# Surface Pro or other hybrids - Thoughts?



## Accents (Sep 1, 2016)

Hi all, 
I'm brand new to the forum and somewhat new to photography (currently taking classes and also doing a lot of self-teaching).  I'm shopping around for a laptop or laptop hybrid and wanted to get some opinions.  I saw a few posts about buying computers that are good for photo editing, but I didn't see much about hybrids or tablets.  Anyone have any thoughts on the Surface Pro 3 or 4 if I plan to get/use Photoshop or Lightroom?  Thanks much!


----------



## weepete (Sep 2, 2016)

Laptops don't tend to be great for editing because the screen isn't really consistant enough and you need to recalibrate every time you use it. Tablets are a bit better though still need regular calibration especially if you are using them in different lighting conditions. I quite like editing on my Venue 11 pro but bear in mind that lightroom and photoshop are not optimised for tablets so can still be a bit quirky. 
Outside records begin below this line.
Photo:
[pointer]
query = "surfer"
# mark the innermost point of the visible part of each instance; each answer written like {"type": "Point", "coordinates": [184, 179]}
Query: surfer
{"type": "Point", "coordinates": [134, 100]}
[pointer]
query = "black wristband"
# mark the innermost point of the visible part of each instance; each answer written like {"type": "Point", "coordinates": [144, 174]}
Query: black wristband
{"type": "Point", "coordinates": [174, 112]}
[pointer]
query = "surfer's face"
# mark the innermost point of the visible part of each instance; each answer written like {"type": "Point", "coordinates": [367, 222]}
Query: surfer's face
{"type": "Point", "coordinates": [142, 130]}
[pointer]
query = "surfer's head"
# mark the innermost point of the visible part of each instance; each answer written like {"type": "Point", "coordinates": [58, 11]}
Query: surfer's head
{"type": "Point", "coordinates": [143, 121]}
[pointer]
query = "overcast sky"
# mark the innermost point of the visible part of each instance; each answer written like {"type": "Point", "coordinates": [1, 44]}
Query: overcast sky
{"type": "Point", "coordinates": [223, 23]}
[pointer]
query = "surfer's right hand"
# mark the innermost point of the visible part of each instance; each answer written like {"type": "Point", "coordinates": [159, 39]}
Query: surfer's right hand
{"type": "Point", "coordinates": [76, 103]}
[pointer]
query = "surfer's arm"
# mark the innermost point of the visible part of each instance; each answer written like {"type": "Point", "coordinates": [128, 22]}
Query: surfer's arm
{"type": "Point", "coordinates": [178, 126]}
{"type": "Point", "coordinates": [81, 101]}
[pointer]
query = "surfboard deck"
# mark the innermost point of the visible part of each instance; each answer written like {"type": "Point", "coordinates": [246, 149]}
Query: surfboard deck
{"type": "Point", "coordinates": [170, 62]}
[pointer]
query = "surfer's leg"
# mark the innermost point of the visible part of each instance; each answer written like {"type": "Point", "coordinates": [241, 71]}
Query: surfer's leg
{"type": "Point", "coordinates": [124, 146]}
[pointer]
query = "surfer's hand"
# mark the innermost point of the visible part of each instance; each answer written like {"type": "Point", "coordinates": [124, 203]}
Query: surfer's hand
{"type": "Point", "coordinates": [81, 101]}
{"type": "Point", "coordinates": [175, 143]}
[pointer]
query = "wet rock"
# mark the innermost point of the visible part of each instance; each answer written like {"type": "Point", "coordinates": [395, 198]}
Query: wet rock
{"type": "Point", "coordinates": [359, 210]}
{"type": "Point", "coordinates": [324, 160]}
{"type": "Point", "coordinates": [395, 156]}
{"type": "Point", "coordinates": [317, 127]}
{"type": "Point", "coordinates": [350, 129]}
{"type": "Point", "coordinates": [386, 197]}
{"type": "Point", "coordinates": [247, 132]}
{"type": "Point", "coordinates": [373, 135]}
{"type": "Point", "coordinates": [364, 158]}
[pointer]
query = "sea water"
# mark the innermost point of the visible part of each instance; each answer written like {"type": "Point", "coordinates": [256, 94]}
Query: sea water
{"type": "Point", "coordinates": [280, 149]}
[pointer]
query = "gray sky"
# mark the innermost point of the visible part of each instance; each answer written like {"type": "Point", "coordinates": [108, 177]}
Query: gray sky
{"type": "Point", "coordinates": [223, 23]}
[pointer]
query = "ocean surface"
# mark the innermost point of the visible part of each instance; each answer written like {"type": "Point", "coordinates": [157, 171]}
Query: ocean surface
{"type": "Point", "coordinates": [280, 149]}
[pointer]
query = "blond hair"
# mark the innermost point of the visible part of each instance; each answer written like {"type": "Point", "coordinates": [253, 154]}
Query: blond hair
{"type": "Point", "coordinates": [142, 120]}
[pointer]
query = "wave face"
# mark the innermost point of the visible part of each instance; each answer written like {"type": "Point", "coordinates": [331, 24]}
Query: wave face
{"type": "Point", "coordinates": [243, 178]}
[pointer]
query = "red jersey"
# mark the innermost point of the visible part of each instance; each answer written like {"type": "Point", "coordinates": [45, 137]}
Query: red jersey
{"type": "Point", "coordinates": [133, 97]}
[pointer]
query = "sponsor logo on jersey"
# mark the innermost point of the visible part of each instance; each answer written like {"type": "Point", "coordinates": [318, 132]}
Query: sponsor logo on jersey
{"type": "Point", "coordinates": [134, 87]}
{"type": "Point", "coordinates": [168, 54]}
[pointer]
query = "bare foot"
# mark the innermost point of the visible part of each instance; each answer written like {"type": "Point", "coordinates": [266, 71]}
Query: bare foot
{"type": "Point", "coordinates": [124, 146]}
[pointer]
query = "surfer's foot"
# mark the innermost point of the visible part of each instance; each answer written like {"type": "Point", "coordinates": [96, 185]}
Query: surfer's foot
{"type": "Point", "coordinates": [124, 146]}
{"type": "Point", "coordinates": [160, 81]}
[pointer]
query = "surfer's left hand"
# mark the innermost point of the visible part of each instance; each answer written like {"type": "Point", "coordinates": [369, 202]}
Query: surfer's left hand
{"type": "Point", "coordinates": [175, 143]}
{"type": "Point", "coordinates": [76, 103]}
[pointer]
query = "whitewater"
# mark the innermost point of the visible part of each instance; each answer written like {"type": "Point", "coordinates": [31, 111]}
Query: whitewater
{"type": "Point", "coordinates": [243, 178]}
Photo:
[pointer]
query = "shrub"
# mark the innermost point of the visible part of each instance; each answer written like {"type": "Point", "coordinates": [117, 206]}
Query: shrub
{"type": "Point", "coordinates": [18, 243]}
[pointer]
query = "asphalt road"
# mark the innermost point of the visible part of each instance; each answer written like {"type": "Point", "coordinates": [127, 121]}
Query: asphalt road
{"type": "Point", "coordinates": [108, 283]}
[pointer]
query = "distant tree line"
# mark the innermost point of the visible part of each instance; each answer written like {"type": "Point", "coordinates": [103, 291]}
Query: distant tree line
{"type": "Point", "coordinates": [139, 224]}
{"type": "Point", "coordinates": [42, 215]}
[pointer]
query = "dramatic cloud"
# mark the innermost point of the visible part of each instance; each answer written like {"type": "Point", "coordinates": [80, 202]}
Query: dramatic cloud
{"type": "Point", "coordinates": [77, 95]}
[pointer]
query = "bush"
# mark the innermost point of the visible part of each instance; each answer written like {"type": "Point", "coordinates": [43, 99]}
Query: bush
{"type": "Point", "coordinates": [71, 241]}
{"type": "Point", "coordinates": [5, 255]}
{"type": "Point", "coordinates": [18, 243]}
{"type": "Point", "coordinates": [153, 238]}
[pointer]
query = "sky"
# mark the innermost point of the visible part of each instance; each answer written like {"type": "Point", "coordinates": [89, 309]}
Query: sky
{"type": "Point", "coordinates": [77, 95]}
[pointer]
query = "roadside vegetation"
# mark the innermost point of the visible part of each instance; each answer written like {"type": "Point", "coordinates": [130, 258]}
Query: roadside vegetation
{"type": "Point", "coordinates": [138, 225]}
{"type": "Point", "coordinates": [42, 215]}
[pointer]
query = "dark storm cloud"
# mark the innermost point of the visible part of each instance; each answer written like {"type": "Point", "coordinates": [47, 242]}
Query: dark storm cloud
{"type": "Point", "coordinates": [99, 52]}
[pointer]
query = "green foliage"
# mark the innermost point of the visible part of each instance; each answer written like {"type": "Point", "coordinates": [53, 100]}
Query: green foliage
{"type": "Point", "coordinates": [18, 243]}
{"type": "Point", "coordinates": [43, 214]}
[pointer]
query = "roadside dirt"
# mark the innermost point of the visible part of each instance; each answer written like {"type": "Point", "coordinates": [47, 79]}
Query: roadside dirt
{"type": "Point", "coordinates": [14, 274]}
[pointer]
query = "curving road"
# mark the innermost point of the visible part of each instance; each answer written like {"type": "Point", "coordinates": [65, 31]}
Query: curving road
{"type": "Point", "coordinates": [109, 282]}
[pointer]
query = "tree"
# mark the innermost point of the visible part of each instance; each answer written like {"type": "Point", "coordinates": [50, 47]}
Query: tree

I would imagine that the surfaces would be quite good choice though. If I had the budget for one it's probably what I would have chosen.


----------



## Accents (Sep 2, 2016)

Thanks weepete.  Appreciate the feedback.  I'm hearing that desktop is my best option, but I need something that I can travel with.  We actually do have a Mac desktop, but battling for time on it is a pain (my husband and I share it) and honestly, I much prefer windows.  I'm really leaning toward the Surface Pro 4.  Will keep everyone posted.  Any other opinions out there?


----------



## jcdeboever (Sep 2, 2016)

Surface Pro for sure. Good hardware, crappy OS but hey, that's what most people use.


----------